采用动电位极化曲线、电化学阻抗谱(EIS)以及U形弯浸泡实验，研究了原始、敏化和固溶等3种微观组织状态下904L超级奥氏体不锈钢在模拟核电一回路环境中的电化学和应力腐蚀开裂(SCC)行为及机理。结果表明：904L不锈钢在模拟核电一回路中的腐蚀过程基本由电化学活化控制。温度对原始、敏化和固溶等组织状态下的904L不锈钢的耐腐蚀性能有很大影响，随温度升高，电化学反应极化电阻降低，钝化区变窄，腐蚀电位下降，3种组织状态的904L不锈钢耐蚀性均急剧降低。3种组织状态的904L不锈钢在模拟核电一回路环境中均存在一定SCC敏感性。表面腐蚀产物膜内层为均匀较薄的黑色腐蚀产物，外层为尺寸较大的颗粒状白色腐蚀产物。敏化组织的904L不锈钢SCC敏感性最高，固溶处理能降低其SCC敏感性。

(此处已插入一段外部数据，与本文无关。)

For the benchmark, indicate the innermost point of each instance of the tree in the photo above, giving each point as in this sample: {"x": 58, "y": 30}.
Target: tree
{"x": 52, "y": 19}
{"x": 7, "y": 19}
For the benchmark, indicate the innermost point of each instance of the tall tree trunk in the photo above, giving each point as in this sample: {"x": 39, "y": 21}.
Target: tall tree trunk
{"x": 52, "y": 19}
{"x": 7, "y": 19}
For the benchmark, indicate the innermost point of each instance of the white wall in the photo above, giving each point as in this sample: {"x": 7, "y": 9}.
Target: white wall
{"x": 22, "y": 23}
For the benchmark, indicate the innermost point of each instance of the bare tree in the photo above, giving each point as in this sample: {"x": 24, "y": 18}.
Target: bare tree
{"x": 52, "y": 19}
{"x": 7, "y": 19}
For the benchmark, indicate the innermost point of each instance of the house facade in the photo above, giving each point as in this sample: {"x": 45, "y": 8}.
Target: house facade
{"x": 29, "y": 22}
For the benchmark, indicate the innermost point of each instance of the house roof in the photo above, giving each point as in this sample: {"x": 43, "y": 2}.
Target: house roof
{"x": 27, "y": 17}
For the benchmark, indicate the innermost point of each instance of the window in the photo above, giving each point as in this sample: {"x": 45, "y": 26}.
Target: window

关键词 ：超级奥氏体不锈钢, 应力腐蚀, 电化学特性, 一回路, 核电

Abstract：

In this work, the electrochemical properties and stress corrosion cracking (SCC) behavior of 904L super-austenitic stainless steel with various kinds of microstructure in simulated primary water were studied through potentiodynamic polarization curve measurement, electrochemical impedance spectroscopy (EIS) and U-bend immersion tests. The results show that the corrosion process of 904L stainless steel in simulated primary water is completely controlled by electrochemical reaction. Temperature has a strong influence on the corrosion resistance of 904L stainless steel. With the increase of temperature, the polarization resistance decreases; the passive range narrows down; corrosion potential shifts negatively, and corrosion resistance declines sharply. U-bend immersion test results prove that 904L stainless steel with the three kinds of microstructure has certain SCC susceptibility in simulated primary water. The corrosion products exert a two-layered structure, where the inner layer is uniform and thin black corrosion product, and the outer layer is granular and coarse white corrosion products. Among the three kinds of microstructure, the sensitized 904L stainless steel presents the highest SCC susceptibility, while solid solution treatment can decrease SCC susceptibility.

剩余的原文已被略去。